La corta historia del 'hombre de los hielos'

Los científicos lamentan que el mal trato a la momia del Tirol impida su estudio

Poco ha faltado para que el llamado hombre de los hielos, el cadáver momificado encontrado en un glaciar tirolés hace poco más de dos semanas, quedase para los restos. Varios científicos han denunciado que el escaso cuidado puesto en su conservación ha hecho que este testigo de la vida de hace 4.000 años se haya perdido prácticamente para su estudio. Tan sólo los visitantes del museo donde quede albergado este antiquísimo cadáver podrán aprovechar el descubrimiento de una pareja de alpinistas alemanes, aunque sólo para mirarlo.En cuanto fue encontrado, con los ojos secos mirando al cielo, los dientes apretados y su piel transformada en cuero de color café, el hombre de Similaun -nombre oficial que ha recibido el cazador, que vivió en el Tirol 2.000 años antes de Cristo- se convirtió en objeto de curiosidad para los lugareños, que lo tocaban y lo sacudían con bastones.

El extraordinario estado de conservación de este mensajero de la historia causó impacto internacional entre los científicos, que llegaron desde todas partes del mundo al Instituto de Medicina Legal de la ciudad de Innsbruck, donde se guarda a este "muerto de extraordinario rango", según el director de este centro, Rainer Henn.

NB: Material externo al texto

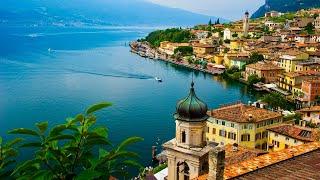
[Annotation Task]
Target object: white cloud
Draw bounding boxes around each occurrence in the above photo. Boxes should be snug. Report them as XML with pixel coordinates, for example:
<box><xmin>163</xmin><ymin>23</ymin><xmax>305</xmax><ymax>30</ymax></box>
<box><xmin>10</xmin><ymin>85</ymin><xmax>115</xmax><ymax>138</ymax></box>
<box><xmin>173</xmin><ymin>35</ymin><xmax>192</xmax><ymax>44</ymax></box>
<box><xmin>147</xmin><ymin>0</ymin><xmax>265</xmax><ymax>20</ymax></box>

El cadáver, el séptimo encontrado en los glaciares tiroleses en lo que va de año, recibió el número 619/91. Sin disimular su orgullo, Henn mostró ante las cámaras de televisión al hombre de Similaun ya descongelado, siguiendo el ritual burocrático, en este caso inútil, para establecer la identidad y la causa de la muerte, como cualquier otro cadáver ingresado para realizar la autopsia.

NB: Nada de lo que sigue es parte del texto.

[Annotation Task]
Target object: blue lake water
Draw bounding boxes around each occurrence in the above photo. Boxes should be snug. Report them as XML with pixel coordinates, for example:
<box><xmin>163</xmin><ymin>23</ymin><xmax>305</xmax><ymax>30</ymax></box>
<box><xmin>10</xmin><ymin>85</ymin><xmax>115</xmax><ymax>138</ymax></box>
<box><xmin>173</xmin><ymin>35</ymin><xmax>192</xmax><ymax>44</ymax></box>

Cuatro mil años en el hielo y de pronto a 27 grados, rodeado de cámaras de televisión, flases, luces y periodistas que lo tocaban para sentir la textura de su piel. Uno de los reporteros descubrió que la momia tenía hongos en todo el cuerpo, que fueron eliminados posteriormente con un fungicida normal, "que destruyó todos los restos biológicos-humanos que podían ser investigados", como critica el biólogo Eike Winkler.

Los médicos devolvieron al cliente del congelador a seis grados bajo cero, cuando es de conocimiento popular que todo lo que ha sido descongelado pierde innumerables propiedades si es devuelto de nuevo al frío, como en el caso de los alimentos, que se consumen o se tiran. Este tratamiento representó para la momia una "destrucción sistemática", dice Winkler, que califica a los médicos de aficionados", y asegura que "han sobrepasado sus competencias legales".

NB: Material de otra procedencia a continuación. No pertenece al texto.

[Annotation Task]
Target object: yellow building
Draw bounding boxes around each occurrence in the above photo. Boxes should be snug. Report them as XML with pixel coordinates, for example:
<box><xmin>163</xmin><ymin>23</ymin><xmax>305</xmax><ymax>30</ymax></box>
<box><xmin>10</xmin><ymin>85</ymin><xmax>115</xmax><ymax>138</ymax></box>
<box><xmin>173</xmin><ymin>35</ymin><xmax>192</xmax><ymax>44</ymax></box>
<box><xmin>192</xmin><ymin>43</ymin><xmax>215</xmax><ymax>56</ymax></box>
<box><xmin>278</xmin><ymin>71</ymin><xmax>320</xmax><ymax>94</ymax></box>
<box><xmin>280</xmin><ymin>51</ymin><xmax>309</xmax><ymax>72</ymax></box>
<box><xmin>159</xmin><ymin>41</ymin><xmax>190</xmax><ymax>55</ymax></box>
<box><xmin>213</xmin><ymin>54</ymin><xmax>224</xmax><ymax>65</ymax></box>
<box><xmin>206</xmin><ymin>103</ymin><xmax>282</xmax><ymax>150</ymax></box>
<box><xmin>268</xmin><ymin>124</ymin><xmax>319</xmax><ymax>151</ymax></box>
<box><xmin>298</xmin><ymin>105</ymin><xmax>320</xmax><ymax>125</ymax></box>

La cadena de maltratos al hombre de los hielos comenzó cuando, entre el conocimiento del hallazgo y su traslado a Innsbruck, pasaron 14 días. El cadáver careció en principio de vigilancia, por lo que es posible que fuera visitado por cazadores de souvenirs, desapareciendo así varios objetos que lo acompañaban, cuyo valor científico era incalculable y que ahora están perdidos para siempre. La arqueóloga del museo de Tiro, Licelotte Zemmer-Plank, reconoció que en el levantamiento del cadáver "se podían haber utilizado mejores métodos".

El homo tirolensis había escalado 3.200 metros de altura para llegar a esa montaña, seguramente en una batida de caza, y 4.000 años después regresó al valle, envuelto en polietileno y encerrado en un sarcófago de madera corriente, en el estómago de un helicóptero.

* Este artículo apareció en la edición impresa del miércoles, 09 de octubre de 1991.